Ye Fei respirou fundo. Aquela sétima tia de Li Yue Shan não seria fácil, já chegava impondo respeito.

— Já vou — respondeu ele, correndo para ajudar com as malas.

— Que coisa, hein, não enxerga nada. E ainda demora tanto. Não sei como Li Yue Shan emprega um motorista como você! — resmungou Liu Mei, tratando Ye Fei como simples motorista. Ele nada respondeu, aceitando o papel.

— Cadê o carro? — perguntou ela.

— Aqui — respondeu Ye Fei, conduzindo-os até o veículo, colocando as malas no porta-malas e sentando-se ao volante.

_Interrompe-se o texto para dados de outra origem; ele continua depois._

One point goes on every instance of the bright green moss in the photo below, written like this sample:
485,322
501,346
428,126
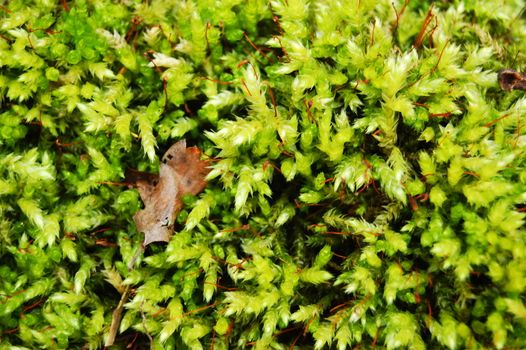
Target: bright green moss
366,189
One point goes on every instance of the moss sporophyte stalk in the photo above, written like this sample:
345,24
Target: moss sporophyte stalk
365,180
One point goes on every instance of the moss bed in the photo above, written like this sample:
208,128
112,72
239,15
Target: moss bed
367,185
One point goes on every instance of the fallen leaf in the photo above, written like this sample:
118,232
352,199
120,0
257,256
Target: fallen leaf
181,172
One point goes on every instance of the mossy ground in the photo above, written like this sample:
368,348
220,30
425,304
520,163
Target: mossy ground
367,188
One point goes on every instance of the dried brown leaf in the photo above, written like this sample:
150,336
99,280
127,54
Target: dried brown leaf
181,172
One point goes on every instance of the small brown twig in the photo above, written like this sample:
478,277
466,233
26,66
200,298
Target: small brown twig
257,48
116,318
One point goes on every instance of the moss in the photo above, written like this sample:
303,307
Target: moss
367,186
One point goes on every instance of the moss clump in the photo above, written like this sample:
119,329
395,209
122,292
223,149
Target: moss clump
367,186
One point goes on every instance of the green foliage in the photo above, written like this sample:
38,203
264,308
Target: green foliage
367,183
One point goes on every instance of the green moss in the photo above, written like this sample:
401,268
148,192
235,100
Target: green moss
367,183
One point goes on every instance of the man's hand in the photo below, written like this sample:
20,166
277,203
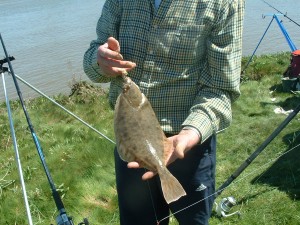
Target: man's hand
182,143
110,60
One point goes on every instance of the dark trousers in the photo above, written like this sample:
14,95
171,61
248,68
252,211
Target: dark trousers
142,203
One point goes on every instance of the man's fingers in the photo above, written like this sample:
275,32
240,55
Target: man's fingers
105,52
180,149
113,44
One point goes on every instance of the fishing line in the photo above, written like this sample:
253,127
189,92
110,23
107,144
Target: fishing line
281,13
62,218
17,156
64,109
233,183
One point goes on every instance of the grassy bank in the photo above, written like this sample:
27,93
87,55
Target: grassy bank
81,161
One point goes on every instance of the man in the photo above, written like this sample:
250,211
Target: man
186,58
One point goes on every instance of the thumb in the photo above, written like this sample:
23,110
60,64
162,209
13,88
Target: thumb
113,44
180,149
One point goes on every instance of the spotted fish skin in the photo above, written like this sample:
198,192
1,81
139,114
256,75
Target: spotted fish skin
139,137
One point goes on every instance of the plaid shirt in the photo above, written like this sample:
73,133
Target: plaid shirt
188,57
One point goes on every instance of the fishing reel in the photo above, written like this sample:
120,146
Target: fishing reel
63,219
225,206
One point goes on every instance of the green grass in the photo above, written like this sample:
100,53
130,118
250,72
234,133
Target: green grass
81,164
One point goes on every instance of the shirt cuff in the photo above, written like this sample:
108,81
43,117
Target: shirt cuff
201,123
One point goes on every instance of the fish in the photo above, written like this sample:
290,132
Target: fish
140,138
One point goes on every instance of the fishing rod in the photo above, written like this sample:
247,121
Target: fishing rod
63,108
281,13
62,218
13,134
227,203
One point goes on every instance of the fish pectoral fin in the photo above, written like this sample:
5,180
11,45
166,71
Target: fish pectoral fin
168,149
171,188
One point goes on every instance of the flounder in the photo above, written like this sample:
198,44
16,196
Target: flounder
139,137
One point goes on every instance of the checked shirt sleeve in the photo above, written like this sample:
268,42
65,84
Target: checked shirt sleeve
211,111
107,26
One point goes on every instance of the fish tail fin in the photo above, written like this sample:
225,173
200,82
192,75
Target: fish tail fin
171,188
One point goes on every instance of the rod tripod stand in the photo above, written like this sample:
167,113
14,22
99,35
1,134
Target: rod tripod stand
62,218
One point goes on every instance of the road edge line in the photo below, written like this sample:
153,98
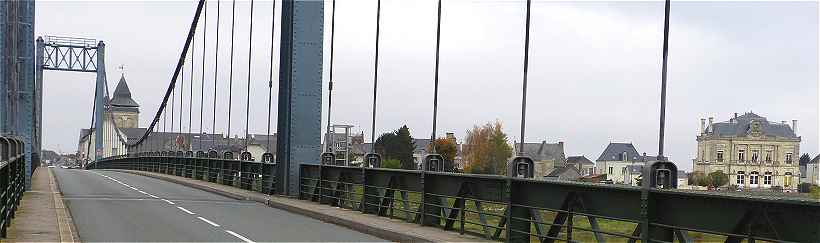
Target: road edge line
386,234
65,222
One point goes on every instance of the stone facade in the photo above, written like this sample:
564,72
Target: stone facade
755,153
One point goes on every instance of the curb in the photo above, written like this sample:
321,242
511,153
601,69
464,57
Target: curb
383,233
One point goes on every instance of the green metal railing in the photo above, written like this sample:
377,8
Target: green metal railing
12,179
518,209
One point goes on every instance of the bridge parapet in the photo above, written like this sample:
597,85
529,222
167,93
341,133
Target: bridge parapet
519,209
12,179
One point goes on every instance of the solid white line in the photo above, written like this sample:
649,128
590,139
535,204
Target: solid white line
239,236
185,210
208,221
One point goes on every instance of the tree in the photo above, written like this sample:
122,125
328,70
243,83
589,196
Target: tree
486,149
804,159
397,145
447,149
718,179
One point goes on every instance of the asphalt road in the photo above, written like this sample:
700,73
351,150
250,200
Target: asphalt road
109,206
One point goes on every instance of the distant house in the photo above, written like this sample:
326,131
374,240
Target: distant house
812,171
683,180
547,156
566,173
614,160
584,165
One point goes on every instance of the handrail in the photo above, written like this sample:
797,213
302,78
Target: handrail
12,174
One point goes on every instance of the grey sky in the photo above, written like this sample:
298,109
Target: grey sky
594,74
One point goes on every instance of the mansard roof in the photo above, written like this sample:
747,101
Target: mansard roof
613,152
743,125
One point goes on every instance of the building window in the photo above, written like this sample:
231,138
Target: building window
753,178
741,155
767,178
741,178
787,182
755,155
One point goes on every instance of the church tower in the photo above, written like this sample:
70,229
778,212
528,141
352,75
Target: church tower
125,109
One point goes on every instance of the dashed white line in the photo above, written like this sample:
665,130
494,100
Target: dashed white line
239,236
208,221
185,210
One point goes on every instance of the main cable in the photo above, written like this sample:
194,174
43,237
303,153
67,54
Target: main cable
230,77
330,79
248,100
216,70
435,90
270,79
202,81
524,84
375,78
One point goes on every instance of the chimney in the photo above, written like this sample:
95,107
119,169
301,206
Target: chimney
451,137
711,121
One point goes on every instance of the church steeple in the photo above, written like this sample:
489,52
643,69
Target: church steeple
122,96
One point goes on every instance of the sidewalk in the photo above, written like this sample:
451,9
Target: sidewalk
385,228
42,217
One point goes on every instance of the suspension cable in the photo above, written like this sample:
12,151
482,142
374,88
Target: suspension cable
230,76
435,90
270,79
330,79
202,81
216,70
248,95
375,78
663,81
524,83
190,95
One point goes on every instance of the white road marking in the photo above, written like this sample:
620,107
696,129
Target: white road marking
208,221
185,210
239,236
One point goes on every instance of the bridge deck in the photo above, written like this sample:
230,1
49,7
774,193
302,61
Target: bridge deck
115,206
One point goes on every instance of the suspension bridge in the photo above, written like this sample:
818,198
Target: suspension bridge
137,187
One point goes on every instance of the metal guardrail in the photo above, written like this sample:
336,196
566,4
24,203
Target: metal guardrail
12,179
519,209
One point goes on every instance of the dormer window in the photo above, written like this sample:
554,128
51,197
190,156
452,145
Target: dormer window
741,155
755,155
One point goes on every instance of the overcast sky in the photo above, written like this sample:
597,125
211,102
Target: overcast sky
594,67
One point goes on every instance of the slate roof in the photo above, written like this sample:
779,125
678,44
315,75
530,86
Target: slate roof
579,159
613,152
544,151
122,96
565,173
741,126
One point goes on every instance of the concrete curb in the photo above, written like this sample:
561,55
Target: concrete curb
271,201
68,231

— Mãe, gostei disso, que bonito! — exclamou o rapaz, apontando para um ornamento de jade pendurado no carro, os olhos brilhando.

Liu Mei olhou, arrancou o objeto de forma rude e entregou ao filho.

— Qi Chao, se você gostou, é seu — disse ela, sorrindo enquanto acariciava os cabelos do rapaz.

— Isso é um adorno do carro, arrancar estraga o visual. Veio com o carro, combina perfeitamente. Se quiser, posso comprar outro para o menino brincar — comentou Ye Fei, contrariado. O adorno custava mais de dez mil, afinal, era um carro de edição limitada em Zhonghai.

— Está me ensinando a fazer as coisas? — retrucou Liu Mei. Ye Fei permaneceu em silêncio.

— Você é só um motorista. Apenas dirija e cale a boca! — resmungou ela, impaciente. Ye Fei apertou o volante, sentindo o desagrado crescer.

Com Liu Mei tão amarga e difícil, como suportar um mês inteiro? Ye Fei já sentia que não iria aguentar por muito tempo.